The Companies Act 2006

Public Company Limited by Shares

Ordinary and Special Resolutions of

Convatec Group Plc

(“the Company”)

The following ordinary and special resolutions were passed at the Annual General Meeting of the Members of the Company, duly convened, and held at FGS Global, The Adelphi, 1-11 John Adam Street, London WC2N 6HT on 22 May 2025 at 14:00:

ORDINARY RESOLUTIONS

Resolution 18 - Directors’ authority to allot shares

In accordance with section 551 of Companies Act 2006, to generally and unconditionally authorise the Directors to allot shares in the Company or grant rights to subscribe for, or convert any security into, shares in the Company:

  1. in accordance with Article 12(a) of the Company’s Articles of Association, up to a maximum aggregate nominal amount of £68,257,992 which represents approximately 33.3% of the Company’s issued ordinary share capital (excluding treasury shares) as at 3 March 2025; and
  2. comprising equity securities (as defined by section 560(1) of the Companies Act 2006) up to a maximum aggregate nominal amount of £136,515,984 which represents approximately 66.6% of the Company’s issued ordinary share capital (excluding treasury shares) as at 3 March 2025 in connection with an offer by way of a rights issue:
  3. to holders of ordinary shares in proportion (as nearly as may be practicable) to their respective holdings; and
  4. to people who are holders of other equity securities as required by the rights of those securities or as the Directors otherwise consider necessary,

but subject to such exclusions or other arrangements as the Directors may deem necessary or expedient in relation to treasury shares, fractional entitlements, record dates, legal or practical problems in or under the laws of any territory or the requirements of any regulatory body or stock exchange, or any other matter.
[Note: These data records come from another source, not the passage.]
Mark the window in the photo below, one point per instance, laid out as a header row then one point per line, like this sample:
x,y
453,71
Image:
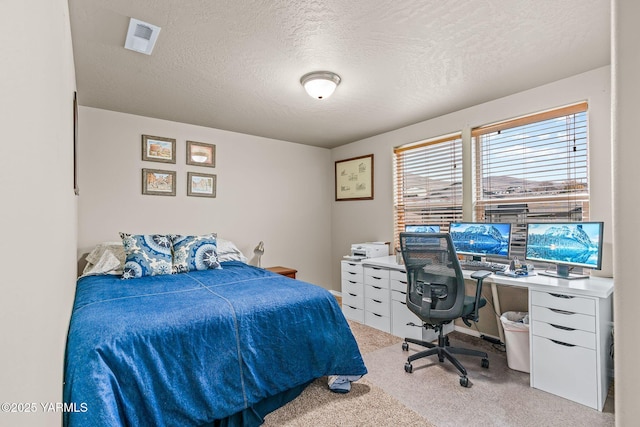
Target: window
x,y
532,169
428,180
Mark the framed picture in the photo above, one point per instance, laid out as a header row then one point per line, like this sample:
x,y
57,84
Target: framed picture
x,y
354,178
201,184
158,149
201,154
158,182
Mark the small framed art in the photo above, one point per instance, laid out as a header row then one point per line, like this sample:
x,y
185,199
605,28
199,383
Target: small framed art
x,y
201,184
354,178
158,149
158,182
201,154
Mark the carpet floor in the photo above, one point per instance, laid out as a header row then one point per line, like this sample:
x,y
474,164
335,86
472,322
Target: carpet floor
x,y
432,395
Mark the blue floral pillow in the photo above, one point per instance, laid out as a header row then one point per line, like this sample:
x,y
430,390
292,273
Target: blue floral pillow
x,y
146,255
195,253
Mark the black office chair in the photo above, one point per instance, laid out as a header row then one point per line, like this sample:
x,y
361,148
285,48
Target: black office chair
x,y
436,294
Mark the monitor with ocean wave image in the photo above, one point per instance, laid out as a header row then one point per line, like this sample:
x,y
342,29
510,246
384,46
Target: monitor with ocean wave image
x,y
481,239
422,228
567,245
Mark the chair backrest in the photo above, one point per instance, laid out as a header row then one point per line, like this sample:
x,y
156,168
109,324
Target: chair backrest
x,y
435,284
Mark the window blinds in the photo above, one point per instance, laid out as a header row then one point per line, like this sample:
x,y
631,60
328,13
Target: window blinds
x,y
532,169
428,180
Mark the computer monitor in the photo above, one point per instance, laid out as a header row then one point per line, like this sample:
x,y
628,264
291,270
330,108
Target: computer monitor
x,y
567,245
422,228
481,239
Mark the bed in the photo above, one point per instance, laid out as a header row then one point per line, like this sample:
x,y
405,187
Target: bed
x,y
223,346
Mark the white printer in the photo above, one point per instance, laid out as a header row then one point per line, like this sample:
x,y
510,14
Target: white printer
x,y
368,250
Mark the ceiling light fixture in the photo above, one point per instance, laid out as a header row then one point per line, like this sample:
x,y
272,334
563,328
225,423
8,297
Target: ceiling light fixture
x,y
320,84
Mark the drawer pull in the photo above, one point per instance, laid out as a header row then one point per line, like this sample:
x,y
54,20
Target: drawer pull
x,y
564,328
561,296
563,343
555,310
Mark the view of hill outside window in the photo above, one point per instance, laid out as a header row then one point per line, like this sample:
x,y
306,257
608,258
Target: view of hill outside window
x,y
428,178
533,169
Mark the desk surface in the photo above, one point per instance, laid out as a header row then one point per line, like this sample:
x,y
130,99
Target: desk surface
x,y
600,287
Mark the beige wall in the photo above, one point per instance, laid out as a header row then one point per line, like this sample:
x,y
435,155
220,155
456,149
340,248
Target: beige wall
x,y
360,221
38,213
267,190
626,204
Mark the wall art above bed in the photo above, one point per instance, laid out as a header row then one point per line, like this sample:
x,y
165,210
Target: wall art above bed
x,y
158,149
201,184
158,182
201,154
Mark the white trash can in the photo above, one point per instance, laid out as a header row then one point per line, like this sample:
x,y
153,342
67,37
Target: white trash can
x,y
516,336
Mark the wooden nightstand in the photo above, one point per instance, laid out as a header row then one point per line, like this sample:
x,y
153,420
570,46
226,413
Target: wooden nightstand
x,y
285,271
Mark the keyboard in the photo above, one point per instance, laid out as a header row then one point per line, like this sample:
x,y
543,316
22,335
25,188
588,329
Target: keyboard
x,y
483,265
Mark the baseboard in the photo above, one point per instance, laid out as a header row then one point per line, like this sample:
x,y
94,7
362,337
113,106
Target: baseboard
x,y
472,332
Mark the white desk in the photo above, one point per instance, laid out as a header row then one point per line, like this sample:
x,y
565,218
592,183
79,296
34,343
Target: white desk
x,y
570,331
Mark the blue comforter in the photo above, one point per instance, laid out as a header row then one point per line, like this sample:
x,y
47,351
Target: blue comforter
x,y
191,348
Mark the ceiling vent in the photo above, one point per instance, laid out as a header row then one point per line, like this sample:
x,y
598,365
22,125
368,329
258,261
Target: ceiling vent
x,y
141,36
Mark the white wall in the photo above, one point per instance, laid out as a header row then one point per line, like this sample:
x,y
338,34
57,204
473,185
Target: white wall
x,y
267,190
38,214
626,203
359,221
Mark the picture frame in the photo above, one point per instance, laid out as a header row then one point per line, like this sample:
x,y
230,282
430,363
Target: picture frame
x,y
201,184
201,154
158,182
354,178
158,149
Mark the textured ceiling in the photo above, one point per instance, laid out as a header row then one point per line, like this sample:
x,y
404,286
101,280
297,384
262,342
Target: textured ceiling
x,y
236,65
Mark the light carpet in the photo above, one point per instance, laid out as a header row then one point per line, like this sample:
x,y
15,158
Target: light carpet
x,y
432,395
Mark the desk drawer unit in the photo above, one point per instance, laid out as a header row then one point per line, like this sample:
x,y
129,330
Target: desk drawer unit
x,y
352,291
564,346
377,300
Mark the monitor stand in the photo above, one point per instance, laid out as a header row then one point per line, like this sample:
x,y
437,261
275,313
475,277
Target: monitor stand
x,y
563,272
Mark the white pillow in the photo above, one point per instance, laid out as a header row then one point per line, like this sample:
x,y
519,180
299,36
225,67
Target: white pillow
x,y
105,258
228,251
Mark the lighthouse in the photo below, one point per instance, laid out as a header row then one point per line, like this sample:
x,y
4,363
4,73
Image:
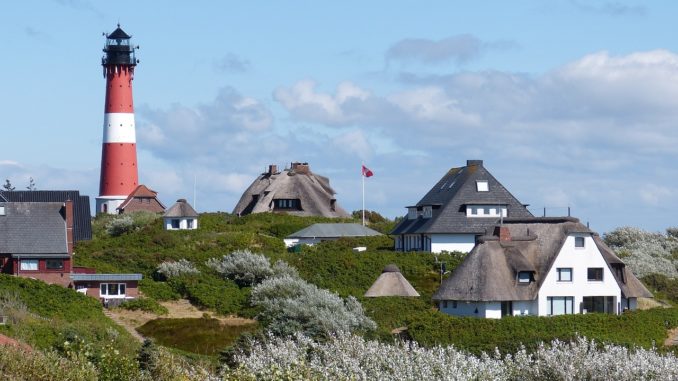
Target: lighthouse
x,y
119,175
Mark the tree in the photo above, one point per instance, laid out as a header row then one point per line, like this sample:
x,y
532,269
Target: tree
x,y
31,185
8,185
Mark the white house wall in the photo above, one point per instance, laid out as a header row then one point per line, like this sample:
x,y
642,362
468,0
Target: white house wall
x,y
183,223
452,242
579,259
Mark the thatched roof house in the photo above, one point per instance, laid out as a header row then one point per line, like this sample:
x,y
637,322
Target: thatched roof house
x,y
462,205
540,266
391,283
296,191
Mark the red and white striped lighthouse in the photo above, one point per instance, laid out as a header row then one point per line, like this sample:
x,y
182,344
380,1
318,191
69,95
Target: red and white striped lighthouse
x,y
119,175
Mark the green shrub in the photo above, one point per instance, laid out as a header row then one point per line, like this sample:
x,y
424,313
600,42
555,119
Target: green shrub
x,y
144,304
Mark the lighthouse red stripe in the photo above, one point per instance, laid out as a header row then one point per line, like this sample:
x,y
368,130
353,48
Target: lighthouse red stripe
x,y
119,175
119,89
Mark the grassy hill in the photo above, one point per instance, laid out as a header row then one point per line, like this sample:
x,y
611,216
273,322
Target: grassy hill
x,y
334,266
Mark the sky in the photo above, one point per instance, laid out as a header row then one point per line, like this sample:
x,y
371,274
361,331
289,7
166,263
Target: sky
x,y
570,103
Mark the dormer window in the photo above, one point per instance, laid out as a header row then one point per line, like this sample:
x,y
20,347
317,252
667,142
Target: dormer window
x,y
524,277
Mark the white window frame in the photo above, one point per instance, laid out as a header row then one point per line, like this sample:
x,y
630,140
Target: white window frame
x,y
577,240
104,289
24,265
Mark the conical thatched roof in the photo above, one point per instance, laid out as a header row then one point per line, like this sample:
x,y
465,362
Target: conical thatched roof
x,y
296,191
391,283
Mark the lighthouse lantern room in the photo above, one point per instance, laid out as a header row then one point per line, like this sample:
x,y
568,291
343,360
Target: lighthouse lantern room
x,y
119,175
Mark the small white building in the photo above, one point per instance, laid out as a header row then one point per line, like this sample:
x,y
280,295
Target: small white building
x,y
540,266
330,231
180,216
461,206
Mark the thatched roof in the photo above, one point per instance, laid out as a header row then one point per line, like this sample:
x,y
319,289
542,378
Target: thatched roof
x,y
449,198
489,272
181,208
334,230
391,283
313,192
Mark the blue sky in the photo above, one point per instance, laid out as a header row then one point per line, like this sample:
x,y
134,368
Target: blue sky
x,y
569,103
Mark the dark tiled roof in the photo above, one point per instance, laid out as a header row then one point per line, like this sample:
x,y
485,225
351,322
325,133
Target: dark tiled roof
x,y
331,230
82,219
33,228
119,33
181,208
449,197
488,273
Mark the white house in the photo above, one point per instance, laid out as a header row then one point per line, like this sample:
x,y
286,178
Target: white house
x,y
327,231
540,266
461,206
180,216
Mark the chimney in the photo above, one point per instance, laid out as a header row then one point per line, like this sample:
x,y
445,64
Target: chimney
x,y
300,167
503,233
68,205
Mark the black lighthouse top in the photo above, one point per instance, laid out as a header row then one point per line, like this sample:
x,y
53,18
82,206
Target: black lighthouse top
x,y
118,49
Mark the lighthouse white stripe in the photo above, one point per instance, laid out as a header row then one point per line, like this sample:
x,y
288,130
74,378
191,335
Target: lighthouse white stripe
x,y
119,128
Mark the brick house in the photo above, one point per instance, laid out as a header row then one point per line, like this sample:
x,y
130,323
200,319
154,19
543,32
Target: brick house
x,y
36,240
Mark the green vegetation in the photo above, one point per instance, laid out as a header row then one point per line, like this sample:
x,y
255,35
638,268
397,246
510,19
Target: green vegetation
x,y
203,336
633,328
663,287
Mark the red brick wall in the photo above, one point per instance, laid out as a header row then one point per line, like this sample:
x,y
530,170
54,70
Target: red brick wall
x,y
60,276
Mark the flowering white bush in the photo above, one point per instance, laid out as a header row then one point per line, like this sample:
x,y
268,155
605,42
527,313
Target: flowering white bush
x,y
243,267
351,357
292,305
172,269
120,225
645,252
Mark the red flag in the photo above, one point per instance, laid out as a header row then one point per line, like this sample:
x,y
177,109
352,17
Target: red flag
x,y
367,172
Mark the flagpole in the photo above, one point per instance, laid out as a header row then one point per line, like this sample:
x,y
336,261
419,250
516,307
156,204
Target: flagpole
x,y
362,176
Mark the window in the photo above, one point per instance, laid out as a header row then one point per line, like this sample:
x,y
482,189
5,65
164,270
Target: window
x,y
579,242
29,265
55,264
560,305
286,203
112,289
524,276
564,274
595,274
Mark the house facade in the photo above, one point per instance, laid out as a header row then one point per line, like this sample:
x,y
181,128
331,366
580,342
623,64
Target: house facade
x,y
295,190
180,216
320,232
543,267
142,198
461,206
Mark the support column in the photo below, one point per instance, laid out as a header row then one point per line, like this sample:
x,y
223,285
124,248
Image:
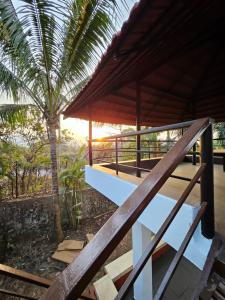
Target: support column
x,y
207,186
138,127
141,237
90,144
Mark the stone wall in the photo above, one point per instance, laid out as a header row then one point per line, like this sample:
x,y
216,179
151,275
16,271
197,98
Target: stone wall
x,y
33,218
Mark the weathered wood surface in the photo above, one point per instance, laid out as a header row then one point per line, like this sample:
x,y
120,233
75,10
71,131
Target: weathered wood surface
x,y
24,276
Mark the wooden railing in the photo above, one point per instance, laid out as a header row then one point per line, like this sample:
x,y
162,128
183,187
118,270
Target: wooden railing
x,y
74,279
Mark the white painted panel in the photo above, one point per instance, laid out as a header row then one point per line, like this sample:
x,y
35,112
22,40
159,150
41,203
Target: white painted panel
x,y
117,190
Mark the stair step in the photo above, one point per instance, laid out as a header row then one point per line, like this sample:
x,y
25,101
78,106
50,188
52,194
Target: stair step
x,y
105,288
124,264
120,266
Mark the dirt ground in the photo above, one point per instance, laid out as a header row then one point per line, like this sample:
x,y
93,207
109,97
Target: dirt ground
x,y
35,257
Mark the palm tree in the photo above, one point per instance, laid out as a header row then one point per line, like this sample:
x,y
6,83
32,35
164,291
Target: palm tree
x,y
47,48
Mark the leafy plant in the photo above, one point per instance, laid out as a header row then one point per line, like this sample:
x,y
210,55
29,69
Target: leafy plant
x,y
73,182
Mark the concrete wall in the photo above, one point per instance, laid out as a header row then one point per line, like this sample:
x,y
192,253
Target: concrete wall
x,y
94,203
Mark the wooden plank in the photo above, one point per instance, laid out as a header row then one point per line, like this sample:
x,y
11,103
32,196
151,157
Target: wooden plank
x,y
24,276
16,295
105,288
66,256
73,280
70,245
89,236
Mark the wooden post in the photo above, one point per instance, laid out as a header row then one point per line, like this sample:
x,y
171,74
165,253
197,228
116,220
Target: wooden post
x,y
207,186
90,144
141,238
138,127
17,188
194,156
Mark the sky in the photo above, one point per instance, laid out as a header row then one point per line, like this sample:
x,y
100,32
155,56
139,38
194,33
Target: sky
x,y
80,127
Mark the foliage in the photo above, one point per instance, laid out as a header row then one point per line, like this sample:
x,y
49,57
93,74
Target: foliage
x,y
219,129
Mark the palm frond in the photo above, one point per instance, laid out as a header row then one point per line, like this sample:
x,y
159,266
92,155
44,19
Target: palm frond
x,y
13,113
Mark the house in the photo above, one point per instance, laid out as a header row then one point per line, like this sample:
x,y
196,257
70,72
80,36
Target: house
x,y
165,70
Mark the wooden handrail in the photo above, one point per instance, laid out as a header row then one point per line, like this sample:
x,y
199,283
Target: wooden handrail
x,y
147,131
73,280
158,236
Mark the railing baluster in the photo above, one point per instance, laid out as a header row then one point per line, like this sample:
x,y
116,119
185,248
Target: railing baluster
x,y
117,166
156,239
207,186
172,268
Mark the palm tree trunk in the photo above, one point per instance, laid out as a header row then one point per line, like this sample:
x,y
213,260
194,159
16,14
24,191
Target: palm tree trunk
x,y
55,185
This authority shall, unless renewed, varied or revoked by the Company in a general meeting, expire at the conclusion of the next annual general meeting of the Company after the passing of this Resolution, or, if earlier, at the close of business on the day which is 15 months after the date on which this Resolution is passed, save that prior to its expiry the Company may make offers, and enter into agreements, which would, or might, require equity securities to be allotted (or rights to subscribe for or convert any security into shares to be granted) after the authority expires and the Directors of the Company may allot equity securities (or rights to subscribe for or convert any security into shares to be granted) under any such offer or agreement as if the authority had not expired.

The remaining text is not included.